Chula Vista ESD (Yvellez) (2018) PERB Decision No. 2586-E (Issued on 9/28/18)
[Note: I’ve fallen behind in commenting on recent PERB cases. There have been quite a few significant PERB cases in the last few months. This is one of the more important ones…]
In 2012, the President of the Chula Vista Educators (CVE) union resigned to become the school district’s Human Resources Director. Once this change was announced, the CVE’s Vice-President sent an email to the new President and other teachers stating, in part:
I am deeply dismayed by your letter describing your ascendency to President of CVE. It does not appear in any way to convey the offense the union should take at what I believe is a clear case of a breach of fiduciary duty by our past President …

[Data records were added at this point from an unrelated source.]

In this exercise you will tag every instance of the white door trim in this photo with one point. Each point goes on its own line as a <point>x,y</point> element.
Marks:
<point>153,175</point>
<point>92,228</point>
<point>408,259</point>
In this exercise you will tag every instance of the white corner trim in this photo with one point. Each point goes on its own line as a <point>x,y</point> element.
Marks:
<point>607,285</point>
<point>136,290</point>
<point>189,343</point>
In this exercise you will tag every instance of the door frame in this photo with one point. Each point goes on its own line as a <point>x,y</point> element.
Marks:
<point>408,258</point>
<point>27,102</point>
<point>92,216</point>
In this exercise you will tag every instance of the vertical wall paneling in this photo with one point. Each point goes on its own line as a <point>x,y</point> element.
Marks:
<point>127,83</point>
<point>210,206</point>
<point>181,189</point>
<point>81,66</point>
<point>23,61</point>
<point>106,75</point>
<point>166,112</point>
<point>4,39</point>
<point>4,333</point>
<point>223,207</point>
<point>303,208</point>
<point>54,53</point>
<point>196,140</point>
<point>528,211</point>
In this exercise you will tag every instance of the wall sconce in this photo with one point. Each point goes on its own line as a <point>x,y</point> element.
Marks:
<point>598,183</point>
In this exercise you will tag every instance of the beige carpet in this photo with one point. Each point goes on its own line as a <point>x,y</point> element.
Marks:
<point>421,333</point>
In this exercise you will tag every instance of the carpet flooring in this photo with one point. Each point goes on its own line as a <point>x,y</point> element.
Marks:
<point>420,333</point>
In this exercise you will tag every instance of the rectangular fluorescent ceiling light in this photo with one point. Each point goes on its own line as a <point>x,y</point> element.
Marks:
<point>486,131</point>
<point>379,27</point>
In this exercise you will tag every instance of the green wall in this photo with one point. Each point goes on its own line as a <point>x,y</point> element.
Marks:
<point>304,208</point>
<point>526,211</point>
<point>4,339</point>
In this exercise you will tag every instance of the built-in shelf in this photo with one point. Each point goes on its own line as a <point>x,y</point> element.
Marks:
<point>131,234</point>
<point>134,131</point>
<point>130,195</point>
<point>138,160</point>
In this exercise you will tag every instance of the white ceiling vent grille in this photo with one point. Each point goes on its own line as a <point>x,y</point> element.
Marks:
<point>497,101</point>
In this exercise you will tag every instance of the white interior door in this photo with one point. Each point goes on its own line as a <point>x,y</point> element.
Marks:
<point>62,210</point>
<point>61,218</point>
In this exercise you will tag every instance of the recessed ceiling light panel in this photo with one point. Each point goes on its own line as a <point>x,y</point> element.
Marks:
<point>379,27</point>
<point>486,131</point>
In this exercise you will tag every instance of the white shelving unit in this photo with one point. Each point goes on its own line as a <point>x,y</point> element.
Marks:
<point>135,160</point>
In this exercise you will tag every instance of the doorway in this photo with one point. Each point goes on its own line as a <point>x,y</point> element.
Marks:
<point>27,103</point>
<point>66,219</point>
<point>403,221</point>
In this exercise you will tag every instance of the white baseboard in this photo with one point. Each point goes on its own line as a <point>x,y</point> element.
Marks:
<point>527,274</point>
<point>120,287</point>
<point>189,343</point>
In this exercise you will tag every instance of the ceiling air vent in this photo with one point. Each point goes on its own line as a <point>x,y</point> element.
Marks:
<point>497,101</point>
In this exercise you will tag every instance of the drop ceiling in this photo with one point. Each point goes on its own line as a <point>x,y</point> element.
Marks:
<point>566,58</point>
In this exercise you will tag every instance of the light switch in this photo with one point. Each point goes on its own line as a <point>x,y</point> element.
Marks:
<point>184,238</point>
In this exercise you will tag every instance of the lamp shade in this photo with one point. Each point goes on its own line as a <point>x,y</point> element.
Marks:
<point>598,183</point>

The email went on to accuse the former President of a conflict of interest in negotiating for the union when she allegedly was interested in a management position. One of the teachers who received a copy of the email forwarded it to district management. The district believed the email impugned the integrity of the former CVE President/new Human Resources Director and therefore initiated a disciplinary investigation. CVE argued that subjecting its Vice-President to a disciplinary investigation was retaliation for protected activity.
Email Statements Constitute Protected Activity
In the proposed decision, the ALJ found that the email in question did not constitute protected activity because it implied that the new Human Resources Director was untrustworthy, which would necessarily disrupt her ability to productively engage with the CVE. In reaching this holding the ALJ applied the well-settled standard that, “Employee speech and conduct may lose statutory protection [when] found to be sufficiently opprobrious, flagrant, insulting, defamatory, insubordinate, or fraught with malice as to cause substantial disruption of or material interference in the workplace.” (See Rancho Santiago Community College District (1986) PERB Decision No. 602, p. 12 (Rancho Santiago).)
In rejecting the ALJ’s finding, the Board noted that the traditional Rancho Santiago standard “may nonetheless fail to protect speech that is not maliciously false.” To avoid potential misapplication of the Rancho Santiago standard in cases where the content of employee speech is at issue, PERB clarified that speech related to matters of legitimate concern to employees is protected unless the speech (1) is demonstrably false and (2) the employee knew the speech was false or acted with reckless disregard for whether it was false. Here, PERB held that there was no evidence the statements in the email were false or that they were made with recklessness as to their potential falsity.
Use of District’s Email System
As an alternative ground for finding the e-mail unprotected, the ALJ held that the e-mail violated the District’s practice of allowing employees to send only short informational e-mails via its e-mail system. The Board also rejected this conclusion.
The Board noted that the ALJ’s proposed decision was issued before Napa Valley CCD (2018) PERB Decision No. 2563-E (“Napa Valley”) in which PERB adopted the National Labor Relations Board’s holding in Purple Communications, Inc. (2014) 361 NLRB No. 126. Here, the Board quickly rejected additional arguments from the district as to why PERB should not adopt Purple Communications. Applying the framework set forth in Napa Valley, the Board concluded that the District failed to demonstrate that any restrictions on employees’ non-business use of its e-mail system were justified by “special circumstances” and therefore necessary to maintain production or discipline.
- The Rancho Santiago standard (i.e., “opprobrious, flagrant, insulting,
defamatory, insubordinate, or fraught with malice”) was always very difficult to meet. This decision made it that much harder. To establish that an employee made a statement that is: 1) demonstrably false, and that (2) the employee knew the statement was false or acted with reckless disregard for whether it was false is going to be very difficult. Employers would be wise to keep this in mind.
- However, in my opinion, the use of this two-part test for falsity is intended to apply to employee speech designed to communicate with and/or elicit support from other employees, and not necessarily to workplace confrontations between an employee and employer. Indeed, this is the very distinction made by the NLRB in North West Rural Electric Cooperative, 366 NLRB No. 132 (2018), to which the Board cites in this decision. In that case, the NLRB it noted that, “It is well established that although employees are permitted some leeway for impulsive behavior when engaged in protected activity, this leeway is balanced against ‘an employer’s right to maintain order and respect.'” Although the standard is high, the NLRB affirmed that egregious or offensive conduct can cause protected activity to lose its protection. But the NLRB went on to note that these standards are “tailored to workplace confrontations with the employer” and not an employee’s communication with other employees.